MicroRNA-215 (miR-215), a transcript of chromosome 11q13.1, has been showed to play critical roles in tumorigenesis and tumor progression in multiple human cancers, such as glioma [13], myeloid leukemia [14], gastric cancer [15], non-small cell lung cancer [16], pancreatic carcinomas [17], breast cancer [18] and colon cancer [19]. Although a study showed that miR-215 inhibited cell proliferation, promoted apoptosis and increased sensitivity to chemotherapy drugs in EOC cells by targeting the X-chromosome-linked inhibitor of apoptosis (XIAP) [20], the correlation between miR-215 dysregulation and clinicopathological characteristics of EOC has not yet been evaluated, and the biological roles of miR-215 in EOC, especially with regard to migration and invasion, remains poorly understood.

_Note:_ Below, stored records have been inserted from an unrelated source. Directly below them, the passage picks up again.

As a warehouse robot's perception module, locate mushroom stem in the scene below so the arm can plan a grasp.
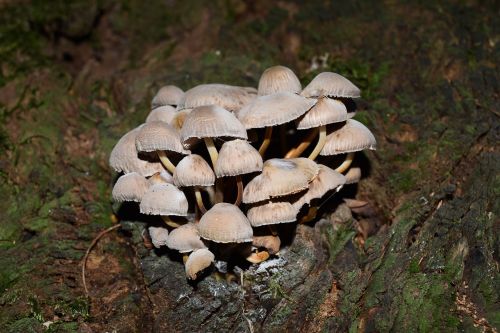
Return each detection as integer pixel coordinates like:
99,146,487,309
194,187,207,214
203,138,219,168
234,175,243,206
156,150,179,174
161,216,181,228
335,153,354,173
309,125,326,161
285,128,318,158
259,126,273,156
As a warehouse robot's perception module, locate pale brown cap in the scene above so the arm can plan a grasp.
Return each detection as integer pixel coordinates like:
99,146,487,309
146,105,175,124
247,202,299,227
320,119,377,156
166,223,206,253
215,139,262,177
181,105,247,145
151,85,184,109
178,83,257,111
112,172,149,202
297,97,348,130
109,125,163,177
198,203,253,243
174,154,215,187
257,66,302,96
148,227,168,249
300,72,361,98
135,121,190,154
243,157,319,203
293,164,346,209
139,183,189,216
237,92,316,129
185,249,215,280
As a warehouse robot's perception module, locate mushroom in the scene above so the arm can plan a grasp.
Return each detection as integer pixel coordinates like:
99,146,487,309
139,183,189,228
135,121,190,173
109,125,163,177
257,66,302,96
237,92,315,156
112,172,149,202
185,249,215,280
148,227,168,249
320,119,377,172
214,139,263,206
151,85,184,109
181,105,248,168
174,154,215,214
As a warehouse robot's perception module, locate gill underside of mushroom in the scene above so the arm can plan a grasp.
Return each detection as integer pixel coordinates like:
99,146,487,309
156,150,179,174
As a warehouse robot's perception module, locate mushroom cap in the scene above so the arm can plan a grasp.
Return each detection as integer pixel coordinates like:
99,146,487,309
297,97,348,130
148,227,168,249
215,139,263,177
151,85,184,109
181,105,247,144
238,92,316,129
185,249,215,280
243,157,319,203
166,223,206,253
139,183,189,216
198,202,253,243
109,125,164,177
135,121,189,154
247,202,299,227
320,119,377,156
257,66,302,96
112,172,149,202
345,167,361,185
174,154,215,187
178,83,257,111
293,164,346,209
300,72,361,98
146,105,175,123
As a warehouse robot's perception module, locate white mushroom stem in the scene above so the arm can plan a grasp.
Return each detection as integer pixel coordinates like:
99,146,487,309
335,153,354,173
259,126,273,157
194,187,207,214
161,216,181,228
234,175,243,206
203,138,219,168
285,128,318,158
156,150,179,174
309,125,326,161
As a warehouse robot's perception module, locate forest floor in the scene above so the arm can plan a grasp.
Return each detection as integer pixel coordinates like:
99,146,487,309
0,0,500,332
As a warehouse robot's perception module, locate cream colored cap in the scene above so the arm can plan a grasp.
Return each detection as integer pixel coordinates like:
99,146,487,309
181,105,247,144
146,105,175,124
300,72,361,98
320,119,377,156
257,66,302,96
198,203,253,243
174,154,215,187
178,83,257,111
237,92,316,129
243,157,319,203
185,249,215,280
297,97,348,130
109,125,163,177
151,85,184,109
166,223,206,253
215,139,262,177
139,183,189,216
112,172,149,202
247,202,299,227
135,121,190,154
293,164,346,209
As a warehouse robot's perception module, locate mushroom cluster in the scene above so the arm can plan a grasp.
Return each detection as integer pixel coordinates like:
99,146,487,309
109,66,376,280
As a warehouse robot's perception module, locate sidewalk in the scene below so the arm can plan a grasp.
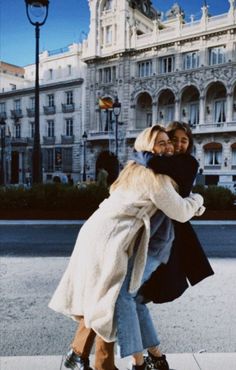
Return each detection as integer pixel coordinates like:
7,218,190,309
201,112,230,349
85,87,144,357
0,353,236,370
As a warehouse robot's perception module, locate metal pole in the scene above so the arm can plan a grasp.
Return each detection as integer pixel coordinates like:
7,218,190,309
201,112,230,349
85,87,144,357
0,127,5,185
32,23,42,184
115,116,118,159
83,140,87,181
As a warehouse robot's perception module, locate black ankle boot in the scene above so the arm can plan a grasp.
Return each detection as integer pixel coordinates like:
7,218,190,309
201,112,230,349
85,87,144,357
146,351,170,370
64,349,93,370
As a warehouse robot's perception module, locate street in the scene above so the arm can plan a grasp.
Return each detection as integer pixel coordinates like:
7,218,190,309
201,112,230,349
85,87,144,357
0,221,236,356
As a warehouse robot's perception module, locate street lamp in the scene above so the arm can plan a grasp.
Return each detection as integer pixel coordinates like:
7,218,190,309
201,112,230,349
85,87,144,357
0,118,6,185
112,96,121,158
82,131,88,181
25,0,49,184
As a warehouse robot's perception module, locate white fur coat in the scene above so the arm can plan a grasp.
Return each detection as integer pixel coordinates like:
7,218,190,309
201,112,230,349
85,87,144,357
49,173,203,342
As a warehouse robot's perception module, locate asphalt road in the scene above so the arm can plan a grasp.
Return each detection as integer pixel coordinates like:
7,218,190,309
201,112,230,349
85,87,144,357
0,224,236,258
0,257,236,356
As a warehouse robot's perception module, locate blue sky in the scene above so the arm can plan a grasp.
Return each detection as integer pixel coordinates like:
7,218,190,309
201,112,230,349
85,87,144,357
0,0,229,66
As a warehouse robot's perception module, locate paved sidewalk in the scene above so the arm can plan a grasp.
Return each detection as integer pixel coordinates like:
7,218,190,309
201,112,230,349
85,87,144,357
0,353,236,370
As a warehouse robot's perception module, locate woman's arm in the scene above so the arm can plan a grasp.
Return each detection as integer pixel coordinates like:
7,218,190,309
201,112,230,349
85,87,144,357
134,152,199,197
150,175,204,222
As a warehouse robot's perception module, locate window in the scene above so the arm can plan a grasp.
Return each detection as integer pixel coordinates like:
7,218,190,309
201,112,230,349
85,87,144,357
105,26,112,44
215,100,226,123
161,56,174,73
30,122,35,138
48,68,53,80
138,60,152,77
232,148,236,166
103,68,111,83
189,103,199,126
62,148,72,172
48,94,54,107
14,99,21,110
66,118,73,136
15,124,21,139
30,97,35,109
66,91,73,105
0,103,6,113
184,51,199,69
209,46,225,65
103,0,112,10
48,120,54,137
44,148,54,172
164,105,175,123
205,149,222,166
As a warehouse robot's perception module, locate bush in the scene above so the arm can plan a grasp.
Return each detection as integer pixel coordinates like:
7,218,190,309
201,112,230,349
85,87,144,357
193,185,235,210
0,183,108,218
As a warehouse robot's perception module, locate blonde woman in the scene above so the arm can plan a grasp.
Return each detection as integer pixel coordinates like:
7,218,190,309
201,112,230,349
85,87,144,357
49,125,203,370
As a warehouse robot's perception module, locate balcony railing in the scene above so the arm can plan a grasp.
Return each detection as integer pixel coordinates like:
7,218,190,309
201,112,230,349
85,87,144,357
27,108,35,117
43,136,56,145
11,137,28,146
61,135,75,144
61,103,75,113
0,112,7,119
11,109,23,119
43,105,56,115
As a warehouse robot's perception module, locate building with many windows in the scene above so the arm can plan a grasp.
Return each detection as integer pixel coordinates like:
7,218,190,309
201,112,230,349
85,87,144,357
83,0,236,189
0,0,236,189
0,44,85,184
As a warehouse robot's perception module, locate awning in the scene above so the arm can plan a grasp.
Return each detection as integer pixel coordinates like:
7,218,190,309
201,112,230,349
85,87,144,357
98,98,113,109
203,142,222,150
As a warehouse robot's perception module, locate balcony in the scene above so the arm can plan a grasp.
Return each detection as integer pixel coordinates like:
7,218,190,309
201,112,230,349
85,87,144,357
88,131,114,141
27,137,34,146
11,137,28,146
26,108,35,117
0,112,7,119
61,103,75,113
61,135,75,144
11,109,23,120
43,105,56,115
43,136,56,145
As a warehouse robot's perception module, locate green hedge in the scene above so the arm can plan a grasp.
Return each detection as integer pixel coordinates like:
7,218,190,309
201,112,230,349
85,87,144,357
0,184,108,217
0,184,235,218
193,185,235,210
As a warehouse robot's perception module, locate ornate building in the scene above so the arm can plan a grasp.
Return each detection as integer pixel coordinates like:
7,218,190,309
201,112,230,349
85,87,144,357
83,0,236,189
0,44,86,184
0,0,236,190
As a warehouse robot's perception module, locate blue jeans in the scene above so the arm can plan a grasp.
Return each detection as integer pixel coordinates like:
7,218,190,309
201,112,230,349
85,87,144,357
115,255,160,358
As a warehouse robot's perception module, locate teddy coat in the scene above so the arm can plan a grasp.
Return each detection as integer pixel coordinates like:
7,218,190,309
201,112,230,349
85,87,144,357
49,168,203,342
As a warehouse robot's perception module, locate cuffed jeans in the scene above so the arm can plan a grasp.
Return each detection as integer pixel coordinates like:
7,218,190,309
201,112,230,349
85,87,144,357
115,255,160,358
71,317,117,370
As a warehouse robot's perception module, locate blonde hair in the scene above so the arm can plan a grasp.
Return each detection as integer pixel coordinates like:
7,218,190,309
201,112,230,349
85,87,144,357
110,125,166,193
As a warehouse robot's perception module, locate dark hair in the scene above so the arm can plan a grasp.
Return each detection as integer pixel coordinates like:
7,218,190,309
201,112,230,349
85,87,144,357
166,121,193,153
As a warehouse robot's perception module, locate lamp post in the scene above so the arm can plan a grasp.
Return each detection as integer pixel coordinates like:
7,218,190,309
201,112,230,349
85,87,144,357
82,131,88,181
112,96,121,158
0,118,6,185
25,0,49,184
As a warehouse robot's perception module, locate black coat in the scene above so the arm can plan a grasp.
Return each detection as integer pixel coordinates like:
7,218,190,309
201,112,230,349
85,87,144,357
139,154,214,303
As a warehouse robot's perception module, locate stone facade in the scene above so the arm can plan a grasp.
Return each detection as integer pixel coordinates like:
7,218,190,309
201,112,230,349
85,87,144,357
0,0,236,190
82,0,236,190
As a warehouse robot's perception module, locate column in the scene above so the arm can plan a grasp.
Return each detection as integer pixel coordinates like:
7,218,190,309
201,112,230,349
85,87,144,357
175,99,180,121
199,96,205,125
225,93,233,124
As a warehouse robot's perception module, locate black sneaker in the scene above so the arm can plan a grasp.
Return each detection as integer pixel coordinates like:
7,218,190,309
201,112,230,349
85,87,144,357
145,351,170,370
64,349,93,370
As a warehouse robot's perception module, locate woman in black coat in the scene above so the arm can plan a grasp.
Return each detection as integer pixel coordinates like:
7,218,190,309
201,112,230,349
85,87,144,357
136,122,214,303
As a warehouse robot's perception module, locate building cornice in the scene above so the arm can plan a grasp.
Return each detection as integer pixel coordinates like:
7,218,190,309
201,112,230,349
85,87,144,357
0,78,84,98
83,26,236,64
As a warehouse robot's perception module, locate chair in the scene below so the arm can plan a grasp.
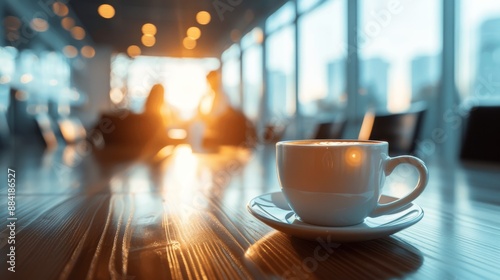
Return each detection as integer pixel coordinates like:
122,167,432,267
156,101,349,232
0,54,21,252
358,107,426,155
0,110,10,148
460,105,500,163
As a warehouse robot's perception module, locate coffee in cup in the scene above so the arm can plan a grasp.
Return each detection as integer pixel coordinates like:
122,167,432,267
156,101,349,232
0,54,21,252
276,140,428,226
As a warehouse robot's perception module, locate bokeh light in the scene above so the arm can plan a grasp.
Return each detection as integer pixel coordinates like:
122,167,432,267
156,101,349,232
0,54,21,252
182,37,196,50
97,4,115,19
141,23,157,35
186,26,201,40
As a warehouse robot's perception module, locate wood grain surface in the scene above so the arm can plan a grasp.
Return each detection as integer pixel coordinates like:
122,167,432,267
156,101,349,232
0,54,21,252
0,143,500,280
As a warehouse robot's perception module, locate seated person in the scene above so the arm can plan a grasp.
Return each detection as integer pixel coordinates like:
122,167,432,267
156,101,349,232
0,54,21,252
89,84,173,158
195,71,256,148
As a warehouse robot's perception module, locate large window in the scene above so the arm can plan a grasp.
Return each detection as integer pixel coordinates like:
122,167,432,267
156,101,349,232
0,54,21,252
357,0,442,113
266,2,295,119
222,44,241,108
241,28,263,122
456,0,500,101
298,0,347,116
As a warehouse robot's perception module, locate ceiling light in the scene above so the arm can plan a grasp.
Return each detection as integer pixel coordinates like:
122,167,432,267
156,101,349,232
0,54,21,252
142,23,156,35
61,17,75,30
71,26,85,40
63,45,78,58
80,46,95,58
196,11,212,25
186,26,201,40
97,4,115,19
52,2,69,17
127,45,141,57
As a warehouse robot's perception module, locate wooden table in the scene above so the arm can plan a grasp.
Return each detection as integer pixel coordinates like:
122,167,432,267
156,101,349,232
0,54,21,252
0,143,500,279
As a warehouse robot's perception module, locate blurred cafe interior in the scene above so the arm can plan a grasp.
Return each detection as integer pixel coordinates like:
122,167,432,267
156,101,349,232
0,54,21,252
0,0,500,279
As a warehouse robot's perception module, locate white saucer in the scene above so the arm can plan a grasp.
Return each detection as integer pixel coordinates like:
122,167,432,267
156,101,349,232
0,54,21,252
247,192,424,243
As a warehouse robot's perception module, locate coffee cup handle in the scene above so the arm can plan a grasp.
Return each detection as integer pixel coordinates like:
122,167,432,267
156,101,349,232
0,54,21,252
370,156,429,217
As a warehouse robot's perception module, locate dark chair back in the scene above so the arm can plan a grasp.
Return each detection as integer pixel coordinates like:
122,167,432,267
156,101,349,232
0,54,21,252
313,120,346,139
360,107,426,155
460,105,500,163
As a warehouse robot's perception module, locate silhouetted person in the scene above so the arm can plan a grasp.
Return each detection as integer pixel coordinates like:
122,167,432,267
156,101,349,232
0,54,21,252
94,84,170,160
199,71,256,148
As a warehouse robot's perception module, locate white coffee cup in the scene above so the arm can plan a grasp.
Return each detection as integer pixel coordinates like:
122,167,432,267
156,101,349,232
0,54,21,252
276,140,428,226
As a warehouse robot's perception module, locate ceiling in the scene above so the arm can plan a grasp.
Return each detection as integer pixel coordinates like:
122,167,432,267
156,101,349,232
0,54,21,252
66,0,286,57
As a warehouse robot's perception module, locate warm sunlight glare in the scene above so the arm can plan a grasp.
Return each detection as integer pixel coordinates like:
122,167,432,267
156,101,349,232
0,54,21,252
182,37,196,50
165,64,207,116
141,34,156,47
97,4,115,19
127,45,141,57
186,26,201,40
80,46,95,58
196,11,211,25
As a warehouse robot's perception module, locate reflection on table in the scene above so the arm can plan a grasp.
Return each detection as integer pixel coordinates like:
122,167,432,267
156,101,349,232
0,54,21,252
0,145,500,279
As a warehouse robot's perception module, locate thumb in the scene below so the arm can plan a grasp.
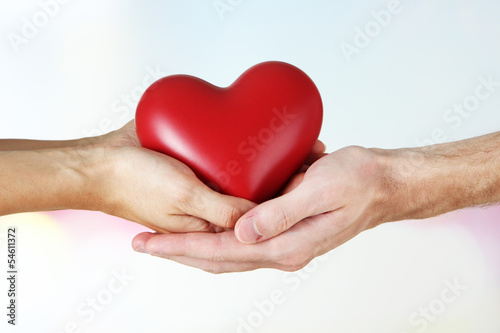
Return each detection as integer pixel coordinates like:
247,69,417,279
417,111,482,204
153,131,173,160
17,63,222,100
235,183,328,244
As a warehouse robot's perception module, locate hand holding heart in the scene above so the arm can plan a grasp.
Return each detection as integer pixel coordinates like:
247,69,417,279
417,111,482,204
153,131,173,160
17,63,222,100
132,147,388,273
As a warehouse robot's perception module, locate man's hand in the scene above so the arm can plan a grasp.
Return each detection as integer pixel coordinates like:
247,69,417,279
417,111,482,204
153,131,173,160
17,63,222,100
133,147,386,273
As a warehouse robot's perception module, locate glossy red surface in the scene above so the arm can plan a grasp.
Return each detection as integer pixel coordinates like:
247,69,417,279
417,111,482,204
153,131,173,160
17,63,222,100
135,62,323,203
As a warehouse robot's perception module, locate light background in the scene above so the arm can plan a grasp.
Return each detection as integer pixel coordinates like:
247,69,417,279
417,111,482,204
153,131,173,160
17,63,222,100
0,0,500,333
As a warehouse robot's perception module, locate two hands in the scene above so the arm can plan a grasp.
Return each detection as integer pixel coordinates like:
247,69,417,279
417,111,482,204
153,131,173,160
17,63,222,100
100,123,383,273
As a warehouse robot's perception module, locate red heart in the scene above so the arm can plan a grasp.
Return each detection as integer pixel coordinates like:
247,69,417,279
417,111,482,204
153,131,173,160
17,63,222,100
135,61,323,203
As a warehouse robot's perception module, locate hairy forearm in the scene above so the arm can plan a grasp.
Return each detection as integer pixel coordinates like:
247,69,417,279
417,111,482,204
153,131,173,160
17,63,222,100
0,148,108,215
385,132,500,221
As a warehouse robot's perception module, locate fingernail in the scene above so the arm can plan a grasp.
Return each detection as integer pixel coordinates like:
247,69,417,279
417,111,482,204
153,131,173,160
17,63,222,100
134,245,147,253
238,218,262,244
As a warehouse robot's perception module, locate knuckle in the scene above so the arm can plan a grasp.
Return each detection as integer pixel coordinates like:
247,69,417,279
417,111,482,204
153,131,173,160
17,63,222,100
270,207,292,234
203,265,225,275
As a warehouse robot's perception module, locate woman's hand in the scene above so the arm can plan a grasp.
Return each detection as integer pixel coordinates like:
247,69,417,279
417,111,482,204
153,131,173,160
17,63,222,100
0,121,254,232
88,121,255,233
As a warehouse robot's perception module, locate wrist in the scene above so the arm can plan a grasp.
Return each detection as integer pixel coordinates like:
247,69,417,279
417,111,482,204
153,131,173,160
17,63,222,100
62,139,113,211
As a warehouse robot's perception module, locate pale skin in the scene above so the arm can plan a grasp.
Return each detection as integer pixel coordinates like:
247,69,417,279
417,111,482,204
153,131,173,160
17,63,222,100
132,132,500,273
0,121,255,233
0,122,500,273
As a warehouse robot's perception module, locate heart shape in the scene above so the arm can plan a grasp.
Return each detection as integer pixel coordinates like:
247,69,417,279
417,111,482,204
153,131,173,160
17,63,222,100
135,61,323,203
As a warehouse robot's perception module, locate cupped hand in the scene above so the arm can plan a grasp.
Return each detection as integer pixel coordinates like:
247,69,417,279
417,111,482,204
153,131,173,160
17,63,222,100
94,121,255,233
132,147,392,273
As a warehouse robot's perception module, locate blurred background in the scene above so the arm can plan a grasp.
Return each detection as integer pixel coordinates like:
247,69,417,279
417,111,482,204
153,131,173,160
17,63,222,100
0,0,500,333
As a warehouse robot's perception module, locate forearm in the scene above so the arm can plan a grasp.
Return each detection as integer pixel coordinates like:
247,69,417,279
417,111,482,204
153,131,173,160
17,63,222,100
0,148,105,215
386,133,500,221
0,137,97,152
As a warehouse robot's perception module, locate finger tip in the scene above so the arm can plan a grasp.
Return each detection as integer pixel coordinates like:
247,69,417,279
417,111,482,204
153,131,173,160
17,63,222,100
132,232,155,253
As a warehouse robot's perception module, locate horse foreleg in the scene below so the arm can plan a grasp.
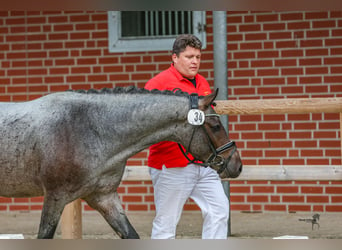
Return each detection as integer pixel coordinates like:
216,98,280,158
85,192,139,239
38,195,65,239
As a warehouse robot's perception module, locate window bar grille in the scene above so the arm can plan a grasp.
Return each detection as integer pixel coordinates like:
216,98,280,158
187,11,192,33
180,11,184,34
154,11,160,36
175,11,178,34
168,11,172,35
145,11,150,36
161,11,166,36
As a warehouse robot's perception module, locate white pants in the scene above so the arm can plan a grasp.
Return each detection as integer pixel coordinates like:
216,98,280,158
150,164,229,239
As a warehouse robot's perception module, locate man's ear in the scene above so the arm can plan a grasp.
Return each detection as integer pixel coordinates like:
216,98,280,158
199,89,218,110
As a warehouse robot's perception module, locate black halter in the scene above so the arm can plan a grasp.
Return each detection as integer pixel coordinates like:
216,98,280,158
178,94,237,174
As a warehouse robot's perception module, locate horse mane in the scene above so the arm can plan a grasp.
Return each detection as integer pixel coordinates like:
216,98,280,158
67,86,199,97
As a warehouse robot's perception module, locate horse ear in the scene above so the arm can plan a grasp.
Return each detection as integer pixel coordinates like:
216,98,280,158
199,89,218,110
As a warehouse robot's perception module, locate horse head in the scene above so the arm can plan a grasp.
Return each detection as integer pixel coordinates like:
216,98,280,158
179,90,242,178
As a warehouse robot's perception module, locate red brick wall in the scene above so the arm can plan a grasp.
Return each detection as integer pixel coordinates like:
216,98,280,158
0,11,342,212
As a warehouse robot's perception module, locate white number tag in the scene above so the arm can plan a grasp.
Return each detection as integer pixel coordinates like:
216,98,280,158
188,109,205,125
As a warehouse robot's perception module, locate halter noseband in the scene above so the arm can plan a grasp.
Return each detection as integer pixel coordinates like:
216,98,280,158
178,94,237,174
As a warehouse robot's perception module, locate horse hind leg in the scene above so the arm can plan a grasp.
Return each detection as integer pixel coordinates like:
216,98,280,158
38,194,66,239
84,192,139,239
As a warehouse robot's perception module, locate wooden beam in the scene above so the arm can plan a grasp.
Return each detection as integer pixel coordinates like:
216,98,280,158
122,165,342,181
215,97,342,115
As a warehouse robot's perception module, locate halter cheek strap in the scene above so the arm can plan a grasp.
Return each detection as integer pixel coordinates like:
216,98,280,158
178,94,236,174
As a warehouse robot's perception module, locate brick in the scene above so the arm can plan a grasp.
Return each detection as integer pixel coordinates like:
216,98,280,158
282,195,305,203
305,67,329,75
312,20,336,29
247,195,268,202
280,12,303,21
265,150,287,157
269,32,292,40
299,76,322,84
288,204,311,212
53,24,73,32
230,185,251,193
263,23,285,31
280,49,304,57
289,131,312,139
323,57,342,65
276,186,299,193
240,150,263,158
287,21,310,30
263,77,285,85
233,52,255,59
264,204,286,211
306,30,330,38
280,68,304,75
257,50,279,58
325,205,342,212
240,42,262,50
294,140,317,148
245,33,267,41
281,86,303,94
304,11,328,19
239,24,261,32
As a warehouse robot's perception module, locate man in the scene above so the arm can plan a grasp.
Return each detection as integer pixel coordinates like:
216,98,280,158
145,35,229,239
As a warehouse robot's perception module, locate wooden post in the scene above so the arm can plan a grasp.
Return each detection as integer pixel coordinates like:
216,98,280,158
215,97,342,115
61,199,82,239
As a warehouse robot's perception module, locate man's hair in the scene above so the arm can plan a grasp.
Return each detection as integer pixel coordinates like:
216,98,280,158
172,34,202,56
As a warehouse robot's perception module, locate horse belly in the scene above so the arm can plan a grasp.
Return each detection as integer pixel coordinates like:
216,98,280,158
0,159,44,197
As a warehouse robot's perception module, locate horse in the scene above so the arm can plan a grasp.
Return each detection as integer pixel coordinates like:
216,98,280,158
0,87,242,239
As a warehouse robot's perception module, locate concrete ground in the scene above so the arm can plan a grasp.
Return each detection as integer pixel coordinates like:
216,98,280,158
0,212,342,239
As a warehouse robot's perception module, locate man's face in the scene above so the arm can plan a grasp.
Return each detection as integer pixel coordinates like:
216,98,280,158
172,46,201,79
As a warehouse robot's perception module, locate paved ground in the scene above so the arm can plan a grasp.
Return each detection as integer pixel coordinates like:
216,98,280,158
0,212,342,239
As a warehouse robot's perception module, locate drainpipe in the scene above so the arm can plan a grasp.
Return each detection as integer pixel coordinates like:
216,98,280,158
213,11,231,236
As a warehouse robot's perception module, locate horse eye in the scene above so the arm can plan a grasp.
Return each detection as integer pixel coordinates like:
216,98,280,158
211,124,221,132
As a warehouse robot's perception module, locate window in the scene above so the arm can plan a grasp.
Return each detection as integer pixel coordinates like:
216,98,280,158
108,11,206,52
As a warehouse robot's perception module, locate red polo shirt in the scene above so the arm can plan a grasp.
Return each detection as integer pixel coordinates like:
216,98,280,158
145,64,211,169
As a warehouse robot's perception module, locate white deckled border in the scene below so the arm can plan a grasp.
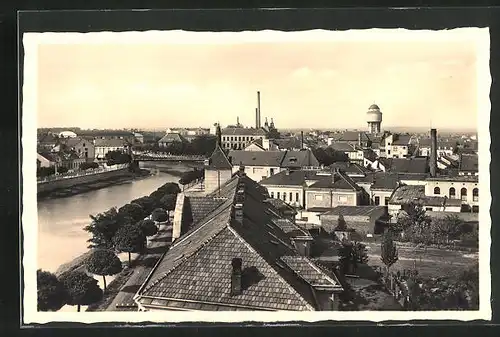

In this study, we examine miR-215 expression in human EOC tissues and cell lines and investigate the clinical significance of miR-215. Furthermore, we investigated the effect of miR-215 on the biological effect on EOC growth and metastasis. Here, we showed that miR-215 exerted suppressive roles in tumor growth and metastasis in EOC cells by targeting NOB1 and regulating MAPK signal pathway. Our data demonstrated the critical role of miR-215 in EOC growth and metastasis, and uncover a potential prognostic biomarker and molecular target for the treatment of EOC.

Materials and methods

Patients and clinical specimens

Paired EOC tumors and adjacent normal ovarian tissues (ANT) were obtained postoperatively from 48 patients at the Department of Obstetrics and Gynecology, the Second Hospital, Jilin University (Changchun, China) between September 2013 and October 2015. All samples were flash-frozen in liquid nitrogen immediately after resection and stored at -80°C until RNA extraction. None of the patients received neoadjuvant chemo- or radio-therapy prior to surgery. The clinical characteristics of all of EOC patients were recorded and described in Table 1. This study was approved by the Research Ethics Committee of the Second Hospital, Jilin University (Changchun, China), and written informed consent was obtained from all patient or family.

Table 1
Correlation between clinicopathological features and miR-215 expression in EOC tissues

Cell culture and transfection

Human ovarian carcinoma cell lines (SKOV3, OVCAR3, A2780, and HEY), and a human ovarian surface epithelial cell line (HOSEpiC) were obtained from the Type Culture Collection of the Chinese Academy of Sciences (Shanghai, China), and were maintained in RPMI-1640 medium (Gibco-BRL, Gaithersburg, MD, USA) supplemented with 10% fetal bovine serum (HyClone, Logan, Utah, USA) and 1% penicillin/streptomycin and incubated in a humidified incubator (37°C, 5% CO2).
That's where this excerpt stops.